Furthermore, Blackburn criticized Caremark, a CVS-owned PBM, and other PBMs for failing to provide fair reimbursement to independent pharmacies in her home state of Tennessee. Blackburn views Caremark's shortchanging of independent pharmacies as an attempt to push patients to use CVS pharmacies. This outcome has led to decreased revenue and the closure of independent pharmacies, which disproportionately serve rural areas. CVS has also drawn criticism about practices that its insurance subsidiary, Aetna, has used to increase healthcare costs.

Dissatisfaction over pharmacy benefits managers (PBMs), such as CVS-operated Caremark, heightened during a House Rules Meeting on a currently pending House bill that would extend current ACA premium subsidy levels. The House parliamentarian reportedly stripped some language regulating PBMs from pending legislation, prompting Republican House members to complain about the need to rein in insurers' PBMs and lower drug costs. One House member went as far as to say that he believed the Federal Trade Commission (FTC) already had the power to ban insurers from owning PBMs.

Employers and benefits advisors largely support congressional efforts to decrease the power of giant health insurance companies and pharmacy benefit managers (PBMs). However, they still want the benefit of effective strategies that hold down prescription drug costs for plan participants.

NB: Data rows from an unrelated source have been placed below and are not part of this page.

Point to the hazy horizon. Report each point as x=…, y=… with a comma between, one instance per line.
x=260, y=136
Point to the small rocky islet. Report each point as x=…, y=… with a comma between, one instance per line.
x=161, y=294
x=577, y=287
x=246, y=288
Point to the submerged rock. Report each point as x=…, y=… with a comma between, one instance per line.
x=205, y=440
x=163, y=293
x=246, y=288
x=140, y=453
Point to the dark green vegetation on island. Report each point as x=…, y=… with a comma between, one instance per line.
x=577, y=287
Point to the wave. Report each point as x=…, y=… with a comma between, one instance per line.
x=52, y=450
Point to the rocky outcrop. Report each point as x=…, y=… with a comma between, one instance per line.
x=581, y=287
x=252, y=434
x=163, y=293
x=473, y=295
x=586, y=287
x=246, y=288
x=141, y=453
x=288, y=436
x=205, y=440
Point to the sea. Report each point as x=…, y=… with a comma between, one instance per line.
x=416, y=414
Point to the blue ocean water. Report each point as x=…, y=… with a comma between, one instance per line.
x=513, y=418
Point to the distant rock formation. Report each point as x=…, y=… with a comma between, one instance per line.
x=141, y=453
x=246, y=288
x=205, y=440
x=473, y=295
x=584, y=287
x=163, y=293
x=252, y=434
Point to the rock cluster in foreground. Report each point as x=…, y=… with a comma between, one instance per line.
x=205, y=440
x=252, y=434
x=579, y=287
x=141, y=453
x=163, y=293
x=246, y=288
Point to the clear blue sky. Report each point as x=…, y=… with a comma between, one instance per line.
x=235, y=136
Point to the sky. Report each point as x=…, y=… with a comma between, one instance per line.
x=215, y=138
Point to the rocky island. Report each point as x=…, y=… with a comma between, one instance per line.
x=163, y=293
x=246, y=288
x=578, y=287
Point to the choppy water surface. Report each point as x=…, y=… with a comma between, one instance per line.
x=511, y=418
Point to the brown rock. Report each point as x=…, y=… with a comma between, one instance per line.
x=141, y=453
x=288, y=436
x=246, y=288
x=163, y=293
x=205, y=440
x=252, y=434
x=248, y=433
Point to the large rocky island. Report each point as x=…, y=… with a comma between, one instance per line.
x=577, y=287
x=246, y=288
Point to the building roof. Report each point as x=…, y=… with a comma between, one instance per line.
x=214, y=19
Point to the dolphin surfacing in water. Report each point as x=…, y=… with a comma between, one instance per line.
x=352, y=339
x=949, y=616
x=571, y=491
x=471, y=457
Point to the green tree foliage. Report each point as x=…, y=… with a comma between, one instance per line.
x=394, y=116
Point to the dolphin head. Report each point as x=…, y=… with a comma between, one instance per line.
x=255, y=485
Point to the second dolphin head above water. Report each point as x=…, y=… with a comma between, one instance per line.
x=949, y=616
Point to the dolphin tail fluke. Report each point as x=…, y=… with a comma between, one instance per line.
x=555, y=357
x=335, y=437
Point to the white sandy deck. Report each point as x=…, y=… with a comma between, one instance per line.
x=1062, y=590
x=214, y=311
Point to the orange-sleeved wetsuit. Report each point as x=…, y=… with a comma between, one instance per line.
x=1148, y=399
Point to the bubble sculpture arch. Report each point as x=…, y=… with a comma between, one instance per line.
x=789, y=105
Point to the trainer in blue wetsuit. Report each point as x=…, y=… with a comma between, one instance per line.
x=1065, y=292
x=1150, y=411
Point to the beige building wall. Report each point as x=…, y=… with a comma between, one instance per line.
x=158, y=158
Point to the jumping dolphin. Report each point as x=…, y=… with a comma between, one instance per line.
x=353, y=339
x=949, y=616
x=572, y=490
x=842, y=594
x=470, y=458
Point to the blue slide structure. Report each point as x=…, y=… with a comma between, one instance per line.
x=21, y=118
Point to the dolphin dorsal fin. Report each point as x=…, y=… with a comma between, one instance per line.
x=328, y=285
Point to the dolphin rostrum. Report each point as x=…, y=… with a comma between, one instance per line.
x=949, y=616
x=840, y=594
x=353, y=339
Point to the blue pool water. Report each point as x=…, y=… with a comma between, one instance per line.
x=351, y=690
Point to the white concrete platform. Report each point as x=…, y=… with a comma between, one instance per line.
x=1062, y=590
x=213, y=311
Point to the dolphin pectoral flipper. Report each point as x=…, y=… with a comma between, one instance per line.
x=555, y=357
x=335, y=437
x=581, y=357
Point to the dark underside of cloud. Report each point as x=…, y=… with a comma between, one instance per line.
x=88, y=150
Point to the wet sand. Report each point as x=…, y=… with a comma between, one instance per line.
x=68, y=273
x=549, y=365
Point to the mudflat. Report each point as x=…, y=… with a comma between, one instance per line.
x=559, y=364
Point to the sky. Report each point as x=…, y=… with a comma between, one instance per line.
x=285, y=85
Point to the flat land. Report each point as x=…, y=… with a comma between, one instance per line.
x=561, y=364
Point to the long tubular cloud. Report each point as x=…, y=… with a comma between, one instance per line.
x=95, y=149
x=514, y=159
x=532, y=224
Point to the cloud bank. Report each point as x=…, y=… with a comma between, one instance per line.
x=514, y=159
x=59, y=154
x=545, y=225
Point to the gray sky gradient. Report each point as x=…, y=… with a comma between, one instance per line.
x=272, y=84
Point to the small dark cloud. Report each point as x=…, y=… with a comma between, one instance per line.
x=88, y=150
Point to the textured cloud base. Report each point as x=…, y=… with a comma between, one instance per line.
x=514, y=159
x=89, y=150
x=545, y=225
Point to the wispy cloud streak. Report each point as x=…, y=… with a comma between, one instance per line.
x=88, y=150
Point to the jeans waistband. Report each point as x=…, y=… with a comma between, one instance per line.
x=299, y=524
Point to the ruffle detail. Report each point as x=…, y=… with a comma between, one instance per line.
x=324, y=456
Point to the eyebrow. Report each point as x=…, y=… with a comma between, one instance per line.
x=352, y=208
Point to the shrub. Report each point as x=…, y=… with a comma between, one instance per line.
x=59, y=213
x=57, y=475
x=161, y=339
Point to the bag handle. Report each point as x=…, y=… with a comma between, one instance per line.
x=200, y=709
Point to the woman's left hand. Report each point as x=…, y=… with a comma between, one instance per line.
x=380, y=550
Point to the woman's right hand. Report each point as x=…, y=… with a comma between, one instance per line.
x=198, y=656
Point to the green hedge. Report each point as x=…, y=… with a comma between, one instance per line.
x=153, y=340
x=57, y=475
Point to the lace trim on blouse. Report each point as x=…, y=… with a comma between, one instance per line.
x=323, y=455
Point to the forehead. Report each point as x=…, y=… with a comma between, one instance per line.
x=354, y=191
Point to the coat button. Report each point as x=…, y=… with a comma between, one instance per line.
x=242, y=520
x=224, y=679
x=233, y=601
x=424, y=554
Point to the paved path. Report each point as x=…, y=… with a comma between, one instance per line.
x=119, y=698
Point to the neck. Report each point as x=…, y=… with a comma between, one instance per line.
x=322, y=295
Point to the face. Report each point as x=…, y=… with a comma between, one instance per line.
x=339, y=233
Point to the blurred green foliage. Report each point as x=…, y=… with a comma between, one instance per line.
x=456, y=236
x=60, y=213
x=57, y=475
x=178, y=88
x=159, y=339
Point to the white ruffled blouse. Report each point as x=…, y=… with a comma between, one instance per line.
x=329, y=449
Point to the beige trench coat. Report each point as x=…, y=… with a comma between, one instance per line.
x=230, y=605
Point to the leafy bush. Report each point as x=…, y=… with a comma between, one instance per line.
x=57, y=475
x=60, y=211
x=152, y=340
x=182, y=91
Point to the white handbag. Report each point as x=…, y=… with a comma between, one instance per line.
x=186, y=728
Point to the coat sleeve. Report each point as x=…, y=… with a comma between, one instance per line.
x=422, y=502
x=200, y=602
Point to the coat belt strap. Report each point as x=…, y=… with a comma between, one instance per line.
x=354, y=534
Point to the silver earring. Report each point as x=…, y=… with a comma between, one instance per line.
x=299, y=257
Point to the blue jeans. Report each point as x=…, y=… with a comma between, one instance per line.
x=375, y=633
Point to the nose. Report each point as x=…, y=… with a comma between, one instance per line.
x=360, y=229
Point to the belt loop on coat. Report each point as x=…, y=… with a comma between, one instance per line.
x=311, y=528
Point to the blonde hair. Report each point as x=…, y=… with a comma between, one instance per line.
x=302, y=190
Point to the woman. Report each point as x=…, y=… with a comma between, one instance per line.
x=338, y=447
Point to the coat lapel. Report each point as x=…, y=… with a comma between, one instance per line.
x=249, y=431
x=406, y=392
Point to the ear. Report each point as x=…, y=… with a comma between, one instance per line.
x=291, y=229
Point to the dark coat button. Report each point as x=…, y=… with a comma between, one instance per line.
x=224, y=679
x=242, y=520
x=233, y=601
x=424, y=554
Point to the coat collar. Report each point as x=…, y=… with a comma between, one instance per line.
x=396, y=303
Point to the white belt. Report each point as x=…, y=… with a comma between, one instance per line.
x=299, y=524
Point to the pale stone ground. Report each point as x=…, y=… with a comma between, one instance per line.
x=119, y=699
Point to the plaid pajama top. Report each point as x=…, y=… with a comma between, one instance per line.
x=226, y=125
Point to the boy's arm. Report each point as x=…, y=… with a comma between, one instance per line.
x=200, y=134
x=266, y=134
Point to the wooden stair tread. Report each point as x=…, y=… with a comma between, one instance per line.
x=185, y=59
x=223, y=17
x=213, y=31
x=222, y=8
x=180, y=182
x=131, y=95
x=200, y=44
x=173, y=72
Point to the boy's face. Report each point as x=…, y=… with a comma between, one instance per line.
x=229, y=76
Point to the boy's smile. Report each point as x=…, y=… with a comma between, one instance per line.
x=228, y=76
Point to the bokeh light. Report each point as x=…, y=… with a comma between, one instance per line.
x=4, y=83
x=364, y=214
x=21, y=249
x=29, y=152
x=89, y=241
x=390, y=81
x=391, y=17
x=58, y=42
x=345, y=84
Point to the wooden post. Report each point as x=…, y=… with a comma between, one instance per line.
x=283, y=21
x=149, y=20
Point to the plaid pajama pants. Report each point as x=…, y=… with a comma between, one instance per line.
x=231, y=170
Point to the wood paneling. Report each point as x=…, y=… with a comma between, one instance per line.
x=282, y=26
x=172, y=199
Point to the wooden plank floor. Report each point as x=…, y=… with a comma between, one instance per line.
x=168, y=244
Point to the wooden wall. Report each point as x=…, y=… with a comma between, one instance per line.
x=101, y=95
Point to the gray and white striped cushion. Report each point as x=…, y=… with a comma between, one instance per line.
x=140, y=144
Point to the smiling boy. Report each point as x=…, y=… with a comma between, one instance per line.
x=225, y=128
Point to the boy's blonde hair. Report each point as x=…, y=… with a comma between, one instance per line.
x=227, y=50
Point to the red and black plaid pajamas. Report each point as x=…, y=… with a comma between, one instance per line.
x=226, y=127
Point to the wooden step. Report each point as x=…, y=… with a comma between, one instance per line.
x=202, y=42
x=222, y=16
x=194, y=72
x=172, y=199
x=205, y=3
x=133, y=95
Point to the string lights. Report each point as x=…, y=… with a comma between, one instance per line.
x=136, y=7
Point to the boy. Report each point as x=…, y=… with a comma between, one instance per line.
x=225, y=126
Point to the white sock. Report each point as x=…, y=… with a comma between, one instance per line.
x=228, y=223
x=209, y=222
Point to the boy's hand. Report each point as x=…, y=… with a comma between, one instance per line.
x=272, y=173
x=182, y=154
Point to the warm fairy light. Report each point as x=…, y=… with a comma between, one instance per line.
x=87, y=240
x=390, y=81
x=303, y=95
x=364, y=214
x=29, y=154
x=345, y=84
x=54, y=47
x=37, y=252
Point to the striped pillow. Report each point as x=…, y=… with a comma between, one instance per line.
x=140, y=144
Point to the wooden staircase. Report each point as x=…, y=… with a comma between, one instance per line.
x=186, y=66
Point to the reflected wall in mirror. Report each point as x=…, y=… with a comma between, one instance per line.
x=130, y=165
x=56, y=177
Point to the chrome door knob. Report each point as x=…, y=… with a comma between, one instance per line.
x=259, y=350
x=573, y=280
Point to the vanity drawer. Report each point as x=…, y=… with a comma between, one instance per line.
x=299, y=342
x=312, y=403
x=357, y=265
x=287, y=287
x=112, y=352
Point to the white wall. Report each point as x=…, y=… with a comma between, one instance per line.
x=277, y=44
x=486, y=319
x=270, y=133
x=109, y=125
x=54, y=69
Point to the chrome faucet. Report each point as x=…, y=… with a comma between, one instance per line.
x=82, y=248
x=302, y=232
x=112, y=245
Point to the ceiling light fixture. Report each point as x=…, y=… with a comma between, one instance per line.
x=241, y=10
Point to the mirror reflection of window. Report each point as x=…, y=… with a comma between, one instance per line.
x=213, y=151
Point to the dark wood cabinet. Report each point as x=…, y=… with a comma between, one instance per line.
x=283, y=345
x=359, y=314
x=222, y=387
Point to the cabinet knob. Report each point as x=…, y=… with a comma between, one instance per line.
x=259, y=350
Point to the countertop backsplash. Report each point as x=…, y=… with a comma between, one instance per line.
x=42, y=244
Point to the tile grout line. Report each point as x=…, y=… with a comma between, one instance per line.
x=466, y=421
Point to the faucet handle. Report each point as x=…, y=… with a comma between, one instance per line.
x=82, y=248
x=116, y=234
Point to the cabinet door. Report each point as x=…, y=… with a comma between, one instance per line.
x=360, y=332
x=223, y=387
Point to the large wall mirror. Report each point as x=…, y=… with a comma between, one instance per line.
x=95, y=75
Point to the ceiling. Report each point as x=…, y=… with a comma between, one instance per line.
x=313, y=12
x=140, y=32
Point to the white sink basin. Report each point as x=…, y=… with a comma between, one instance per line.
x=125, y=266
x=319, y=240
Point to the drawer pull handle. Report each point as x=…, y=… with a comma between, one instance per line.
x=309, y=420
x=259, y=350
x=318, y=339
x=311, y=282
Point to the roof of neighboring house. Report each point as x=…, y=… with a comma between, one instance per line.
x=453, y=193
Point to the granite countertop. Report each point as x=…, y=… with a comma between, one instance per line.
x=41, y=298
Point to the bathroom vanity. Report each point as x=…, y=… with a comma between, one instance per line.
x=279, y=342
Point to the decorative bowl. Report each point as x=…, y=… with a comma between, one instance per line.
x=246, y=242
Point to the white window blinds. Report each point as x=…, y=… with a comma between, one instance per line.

These conflicts between insurance companies, PBMs, pharmacies, and drug manufacturers are likely to impact pending federal legislation. On the one hand, a coalition of House Democrats and Republicans has introduced the CommonGround for Affordable Health Care Act, which would temporarily extend current subsidies. In response, the GOP is championing the Lower Health Care Premiums for All Act bill, which would strengthen PBM prescription drug cost disclosures to plan sponsors, promote small employers joining association health plans to purchase more affordable coverage, and encourage individual coverage health reimbursement arrangement (ICHRA) plans.